Statically Typed Python
15th of december 2022
12:30
Python is pretty damn good, it’s a great language even. Development is, dare I even say it, blazingly fast and the ecosystem is gigantic, perhaps unrivaled. What’s not to like? Dynamic typing.
Boring Paperwork?
The process of writing code without any type annotations is a breath of fresh air. No incompatible datatypes between different libraries. Not having to figure out exactly what data type is wrapped in another which is wrapped in a third one. I haven’t even mentioned having to learn a languages type system for generic data types. It’s different for every language on the market, often a pain (see C++ templates) and sometimes not even a feature of the language at all like with GO.
As it turns out, all of this effort is usually worth its while. Information about data types is an invaluable shorthand when reading documentation. In most cases, seeing the type signature of a function is more than enough to figure out exactly what it’s doing and how to use it.
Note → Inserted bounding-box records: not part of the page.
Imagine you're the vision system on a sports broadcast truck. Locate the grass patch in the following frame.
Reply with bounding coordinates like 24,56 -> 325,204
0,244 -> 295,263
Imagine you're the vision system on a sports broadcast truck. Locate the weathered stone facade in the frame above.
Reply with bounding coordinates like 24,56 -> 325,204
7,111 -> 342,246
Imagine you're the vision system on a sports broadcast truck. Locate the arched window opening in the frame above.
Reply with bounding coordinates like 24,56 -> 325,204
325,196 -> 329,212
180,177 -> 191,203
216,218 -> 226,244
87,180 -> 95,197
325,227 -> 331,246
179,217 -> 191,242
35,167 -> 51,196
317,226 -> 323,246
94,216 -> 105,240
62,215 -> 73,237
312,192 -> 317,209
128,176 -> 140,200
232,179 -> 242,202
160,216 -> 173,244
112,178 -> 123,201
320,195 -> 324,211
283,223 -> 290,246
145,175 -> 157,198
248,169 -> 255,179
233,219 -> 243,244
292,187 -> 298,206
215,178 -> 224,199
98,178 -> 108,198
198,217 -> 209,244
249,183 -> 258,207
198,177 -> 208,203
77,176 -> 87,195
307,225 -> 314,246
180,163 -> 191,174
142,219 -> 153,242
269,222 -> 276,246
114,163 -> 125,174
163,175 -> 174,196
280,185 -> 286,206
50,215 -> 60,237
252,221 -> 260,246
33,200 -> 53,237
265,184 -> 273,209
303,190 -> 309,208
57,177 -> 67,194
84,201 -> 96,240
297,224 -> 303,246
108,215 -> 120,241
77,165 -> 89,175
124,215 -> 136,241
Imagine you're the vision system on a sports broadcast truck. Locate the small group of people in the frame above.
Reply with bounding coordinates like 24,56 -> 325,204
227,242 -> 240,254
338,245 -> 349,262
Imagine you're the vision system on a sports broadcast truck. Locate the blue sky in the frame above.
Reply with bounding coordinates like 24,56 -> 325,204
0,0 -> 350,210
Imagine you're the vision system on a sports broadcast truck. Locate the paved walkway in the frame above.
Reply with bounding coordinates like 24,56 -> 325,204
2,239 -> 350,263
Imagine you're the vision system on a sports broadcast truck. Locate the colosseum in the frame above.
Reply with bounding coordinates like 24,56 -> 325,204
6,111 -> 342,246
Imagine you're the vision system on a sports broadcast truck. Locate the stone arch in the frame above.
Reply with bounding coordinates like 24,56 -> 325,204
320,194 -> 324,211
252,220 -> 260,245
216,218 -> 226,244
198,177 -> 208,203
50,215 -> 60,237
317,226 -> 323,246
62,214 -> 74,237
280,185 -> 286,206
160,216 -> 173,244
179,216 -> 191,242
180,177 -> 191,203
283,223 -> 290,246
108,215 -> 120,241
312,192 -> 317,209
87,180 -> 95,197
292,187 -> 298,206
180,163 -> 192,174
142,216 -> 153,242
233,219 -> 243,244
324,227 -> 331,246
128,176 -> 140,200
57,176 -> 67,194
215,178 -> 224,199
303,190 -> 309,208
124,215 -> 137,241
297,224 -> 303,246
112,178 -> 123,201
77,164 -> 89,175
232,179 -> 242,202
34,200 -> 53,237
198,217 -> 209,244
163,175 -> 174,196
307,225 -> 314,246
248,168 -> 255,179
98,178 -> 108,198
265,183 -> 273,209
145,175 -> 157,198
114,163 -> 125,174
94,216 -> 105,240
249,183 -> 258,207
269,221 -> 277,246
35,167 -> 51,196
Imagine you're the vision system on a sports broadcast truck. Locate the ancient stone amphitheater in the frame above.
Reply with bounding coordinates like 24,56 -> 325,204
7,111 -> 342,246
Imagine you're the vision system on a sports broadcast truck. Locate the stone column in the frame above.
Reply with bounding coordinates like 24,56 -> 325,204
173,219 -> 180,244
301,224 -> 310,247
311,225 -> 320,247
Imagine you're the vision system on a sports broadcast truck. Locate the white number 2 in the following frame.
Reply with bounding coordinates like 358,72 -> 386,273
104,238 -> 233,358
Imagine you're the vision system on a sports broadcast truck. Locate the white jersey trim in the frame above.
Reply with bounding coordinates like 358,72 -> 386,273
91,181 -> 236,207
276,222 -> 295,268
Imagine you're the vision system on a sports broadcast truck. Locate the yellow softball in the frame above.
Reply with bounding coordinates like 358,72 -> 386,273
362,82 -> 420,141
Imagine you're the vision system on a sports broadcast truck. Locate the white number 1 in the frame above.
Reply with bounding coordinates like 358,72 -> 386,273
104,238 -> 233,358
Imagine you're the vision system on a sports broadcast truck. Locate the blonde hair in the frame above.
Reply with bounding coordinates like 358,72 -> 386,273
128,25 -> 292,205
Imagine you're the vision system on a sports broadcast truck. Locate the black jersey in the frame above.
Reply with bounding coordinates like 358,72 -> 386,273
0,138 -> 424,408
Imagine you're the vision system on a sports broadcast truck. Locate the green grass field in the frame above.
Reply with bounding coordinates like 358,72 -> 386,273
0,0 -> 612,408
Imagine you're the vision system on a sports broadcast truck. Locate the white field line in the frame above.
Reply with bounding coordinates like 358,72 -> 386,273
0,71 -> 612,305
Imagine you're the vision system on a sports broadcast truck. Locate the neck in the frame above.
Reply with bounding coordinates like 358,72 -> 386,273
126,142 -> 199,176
This is not only useful for the confused developer, but it also greatly empowers any static code analysis tool, allowing for greater insight before even running the program. This results in better code completion, code formatters, suggestions and hints.
What Is Happening?
I ran in to the opposite of this situation while working on a network simulation for university. It’s written in Python, as most of our numerical simulations are, using some neat libraries for visualisation and calculations. At first, the developer experience was no different from all the previous numerical simulations I’d written. But as the project grew in size, especially along the number of files but also just pure lines of code, the experience only worsened.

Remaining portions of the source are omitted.